Nadie podía ayudarla.
– Señora Kincaid, ¿cuándo empezó a sospechar de la participación de su marido en la muerte de su hija?
– Durante el juicio de Michael Harris. Yo creía que él, Harris, era el culpable. No pensé que los policías hubieran dejado sus huellas en el lugar del crimen. Incluso el fiscal me aseguró que eso era poco probable. De modo que creí que Harris era el asesino. Deseaba creerlo. Pero durante el juicio uno de los detectives, creo que se llamaba Frankie Sheehan, declaró que habían arrestado a Michael Harris en la empresa donde trabajaba.
– El taller de lavado.
– Sí. Dijo el nombre y la dirección. Y entonces recordé que yo había llevado allí el coche con Stacey. Recordé que sus libros estaban en el asiento trasero. Se lo conté a mi marido y dije que deberíamos decírselo a Jim Camp. Era el fiscal. Pero Sam me disuadió. Dijo que la policía estaba convencida de que el asesino era Michael Harris y que si yo explicaba eso, la defensa lo utilizaría para dar un nuevo giro al caso, como había ocurrido con O. J. Simpson. Dijo que la verdad no saldría a relucir y perderíamos el caso.
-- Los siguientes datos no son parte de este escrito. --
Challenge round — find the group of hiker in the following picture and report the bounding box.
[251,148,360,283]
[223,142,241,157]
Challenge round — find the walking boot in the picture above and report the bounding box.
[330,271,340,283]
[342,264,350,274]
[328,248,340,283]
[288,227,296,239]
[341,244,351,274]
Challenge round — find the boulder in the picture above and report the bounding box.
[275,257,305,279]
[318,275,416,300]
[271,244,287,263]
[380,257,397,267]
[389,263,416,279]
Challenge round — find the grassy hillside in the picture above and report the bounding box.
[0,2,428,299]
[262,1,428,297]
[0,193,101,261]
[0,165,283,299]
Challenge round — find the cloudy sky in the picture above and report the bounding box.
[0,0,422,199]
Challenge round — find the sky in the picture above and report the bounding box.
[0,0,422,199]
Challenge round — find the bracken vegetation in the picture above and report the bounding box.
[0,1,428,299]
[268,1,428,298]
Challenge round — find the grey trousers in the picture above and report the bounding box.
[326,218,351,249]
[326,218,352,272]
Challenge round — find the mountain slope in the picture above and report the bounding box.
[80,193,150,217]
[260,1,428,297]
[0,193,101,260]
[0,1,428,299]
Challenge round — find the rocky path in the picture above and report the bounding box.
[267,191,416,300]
Me recordó que habían encontrado a Stacey cerca del apartamento de Harris… Sam dijo que probablemente Harris se había fijado en ella el día que habíamos llevado el coche a lavar a ese taller y que había empezado a acosarnos…, a acosar a Stacey. Me dejé convencer por Sam. No estaba segura de que Harris no fuera el asesino. Hice lo que mi marido me ordenó.
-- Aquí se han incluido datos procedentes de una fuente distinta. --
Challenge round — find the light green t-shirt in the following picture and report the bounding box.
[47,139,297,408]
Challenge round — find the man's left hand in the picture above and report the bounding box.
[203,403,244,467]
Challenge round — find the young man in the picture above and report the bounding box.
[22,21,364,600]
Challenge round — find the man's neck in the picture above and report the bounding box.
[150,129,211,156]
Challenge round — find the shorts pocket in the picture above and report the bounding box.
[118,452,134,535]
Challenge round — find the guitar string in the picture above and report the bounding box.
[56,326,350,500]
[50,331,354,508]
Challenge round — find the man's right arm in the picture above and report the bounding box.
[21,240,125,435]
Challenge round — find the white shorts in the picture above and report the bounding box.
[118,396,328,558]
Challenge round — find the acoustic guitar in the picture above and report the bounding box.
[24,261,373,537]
– Y Harris se libró de la silla eléctrica.
– Así es.
Bosch se detuvo un momento, para conceder a Kate Kincaid un respiro antes de formularle la siguiente pregunta.
– ¿Qué le hizo cambiar de opinión, señora Kincaid? -preguntó-. ¿Por qué envió esas notas a Howard Elias?
– Yo seguía sospechando. Un día, hace unos meses, oí parte de una conversación que mi marido mantenía con su… su amigo.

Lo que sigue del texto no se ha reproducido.